De la tragédie de la déportation à l’élan humaniste de Cahors Mundi, ce projet est le fruit d’une collaboration étroite entre la Mairie, le Grand Cahors, le Département, l’État et le monde associatif. Ensemble, ils concrétisent une promesse : redonner vie à des collections et à des témoignages essentiels qui fondent notre mémoire collective.

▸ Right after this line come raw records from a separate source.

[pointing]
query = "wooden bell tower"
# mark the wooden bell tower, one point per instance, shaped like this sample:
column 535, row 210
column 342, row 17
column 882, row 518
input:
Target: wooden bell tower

Un lieu de partage destiné à toutes les générations
Pour un maire, inaugurer un tel musée est un événement rare et profondément marquant. Mais au-delà de la fierté républicaine, cet espace a vocation à devenir le vôtre. Il appartient désormais :
Aux familles lotoises et aux anciens combattants,
Aux enseignants et aux jeunes générations,
À toutes celles et ceux qui sont convaincus que la mémoire reste vivante lorsqu’on la cultive et qu’on la transmet.
« L’incompréhension du présent naît fatalement de l’ignorance du passé. Mais il n’est peut-être pas moins vain de s’épuiser à comprendre le passé, si l’on ne sait rien du présent. »
Marc Bloch – historien médiéviste, résistant, assassiné par la Gestapo (1886-1944)
À travers les visages, les parcours et les souffrances de ceux qui nous ont précédés, cet équipement nous rappelle une vérité fondamentale : la liberté est fragile et la paix exige un effort constant. À une époque où nos repères sont souvent bousculés, ce musée assume un rôle de guide. Il s’impose comme un espace de transmission, de vigilance et de conscience. Un lieu nécessaire où le passé interpelle notre présent pour nous aider à construire, ensemble, notre avenir.